Hey Stalvl,
I actually had to take care of a patient in the MICU who had TRALI. The pateint was a 75 year old man with an extensive history of CAD. He was in a 10 hour spinal laminectomy operation and had received 6 units of blood and 2 units of FFP during the operation. The entire case was uneventful, until he was extubated (had his breathing tube pulled out at the end of the case). At this time, he became acutely hypoxic into the 80's, hypotensive into the 70's, and began coughing up pink frothy sputum (characteristic of pulmonary edema). He was immediately re-intubated and it was thought that he was in CHF with fulminant pulmonary edema. A stat transesophageal echo was ordered which showed a completely normal ejection fraction (basically ruling out CHF). He was started on 3 pressors (dobutamine, norepinephrine, and epinephrine) in order to maintain a reasonable blood pressure while we (MICU) were consulted to assume care for the patient. We ended up cutting the epi, but by day number 3 he was back up to 4 pressors (vasopressin, dobutamine, norepinephrine, and phenylephrine), plus we had him on Nitric Oxide because his Pulmonary artery pressures were over 50. Amazingly, this guy actually survived. We were able to wean him off his pressors over about a week and then finally extubated him about 10 days after the initial inslut. It was a great save, and I'll probably never forget it. Definitely one of the sickest guys I've had to take care of.
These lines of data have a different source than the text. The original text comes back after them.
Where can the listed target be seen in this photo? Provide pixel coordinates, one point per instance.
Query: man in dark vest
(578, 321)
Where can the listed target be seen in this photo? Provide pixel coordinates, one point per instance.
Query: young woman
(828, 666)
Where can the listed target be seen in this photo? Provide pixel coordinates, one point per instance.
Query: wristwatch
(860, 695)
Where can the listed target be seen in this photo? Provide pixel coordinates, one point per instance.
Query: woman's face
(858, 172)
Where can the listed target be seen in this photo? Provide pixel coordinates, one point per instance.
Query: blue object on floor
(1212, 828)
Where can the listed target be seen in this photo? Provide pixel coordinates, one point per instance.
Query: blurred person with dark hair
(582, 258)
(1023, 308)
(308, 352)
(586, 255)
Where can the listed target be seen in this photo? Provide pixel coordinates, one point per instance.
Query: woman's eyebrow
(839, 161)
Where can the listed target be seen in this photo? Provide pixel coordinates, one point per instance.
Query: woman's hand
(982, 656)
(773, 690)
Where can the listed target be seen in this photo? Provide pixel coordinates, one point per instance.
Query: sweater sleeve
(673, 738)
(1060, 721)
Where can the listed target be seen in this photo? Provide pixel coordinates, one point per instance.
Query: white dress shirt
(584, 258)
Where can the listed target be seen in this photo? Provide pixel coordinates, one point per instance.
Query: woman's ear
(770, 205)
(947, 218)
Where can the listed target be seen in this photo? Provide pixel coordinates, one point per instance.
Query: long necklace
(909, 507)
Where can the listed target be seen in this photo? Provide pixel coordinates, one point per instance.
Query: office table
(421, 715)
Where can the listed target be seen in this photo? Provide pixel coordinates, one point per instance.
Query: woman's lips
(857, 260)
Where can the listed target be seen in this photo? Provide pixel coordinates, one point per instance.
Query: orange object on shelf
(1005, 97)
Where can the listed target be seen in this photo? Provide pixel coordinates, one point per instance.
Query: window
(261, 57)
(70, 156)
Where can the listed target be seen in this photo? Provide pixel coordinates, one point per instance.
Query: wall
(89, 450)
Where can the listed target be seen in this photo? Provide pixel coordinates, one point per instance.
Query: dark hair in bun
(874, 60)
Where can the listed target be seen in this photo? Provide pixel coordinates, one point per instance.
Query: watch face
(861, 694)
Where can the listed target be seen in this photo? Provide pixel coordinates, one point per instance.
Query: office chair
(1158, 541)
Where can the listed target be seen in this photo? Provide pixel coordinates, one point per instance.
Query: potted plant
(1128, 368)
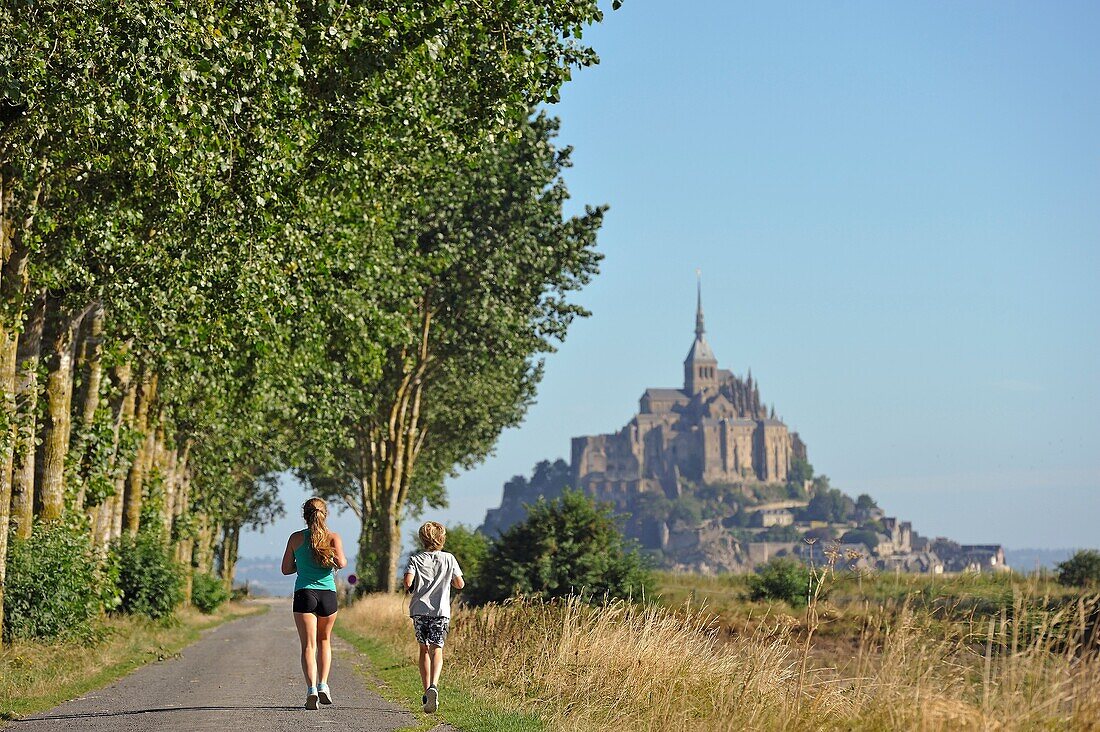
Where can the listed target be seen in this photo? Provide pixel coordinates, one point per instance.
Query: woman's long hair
(315, 511)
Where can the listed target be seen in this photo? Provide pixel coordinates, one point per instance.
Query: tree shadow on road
(155, 710)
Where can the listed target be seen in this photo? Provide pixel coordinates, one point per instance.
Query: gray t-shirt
(431, 582)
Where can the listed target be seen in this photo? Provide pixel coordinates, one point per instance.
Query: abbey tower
(712, 430)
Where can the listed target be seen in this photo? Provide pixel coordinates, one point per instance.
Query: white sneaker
(323, 695)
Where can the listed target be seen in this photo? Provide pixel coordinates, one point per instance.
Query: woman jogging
(315, 553)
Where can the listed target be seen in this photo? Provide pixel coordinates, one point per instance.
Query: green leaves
(267, 199)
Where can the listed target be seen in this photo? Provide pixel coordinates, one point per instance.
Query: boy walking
(429, 577)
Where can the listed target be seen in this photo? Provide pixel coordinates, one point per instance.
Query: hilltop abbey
(714, 429)
(703, 478)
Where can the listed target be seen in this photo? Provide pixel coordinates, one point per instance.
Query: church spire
(699, 305)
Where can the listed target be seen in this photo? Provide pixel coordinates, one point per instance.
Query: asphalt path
(242, 675)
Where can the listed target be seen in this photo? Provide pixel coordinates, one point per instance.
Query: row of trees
(238, 238)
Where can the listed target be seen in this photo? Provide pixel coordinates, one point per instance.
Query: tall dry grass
(642, 667)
So, here's the uncomplicated way to think about TRALI... It's kind of like an allergic reaction to blood products which primarily affects the lung. Any blood products may cause it (pRBCs, platelets, FFP, or cryo). The key to diagnosis is proximity to blood product transfusion, pulmonary edema without evidence of congestive heart failure (normal ejection fraction), and excluding other possible causes for hypotension/ARDS (particularly sepsis or anaphylaxis to other medicines/contact exposures).
The reaction which occurs in the lungs is immunologic. Inflammation causes increased leukocyte infiltrates and release of toxic products. The result is increased vascular permeability in the lung capillary beds causing water to seep out into the lung tissue and alveolar air spaces where gas exchange occurs. Because water is filling the alveolar air spaces, gas exchange is very poor and blood cannot be oxygenated properly. This causes the patient to be hypoxic and the increased water filling the lungs causes the high pulmonary artery pressures often seen. Finally the patients can develop a right-sided heart failure from the increased pressure in the lungs.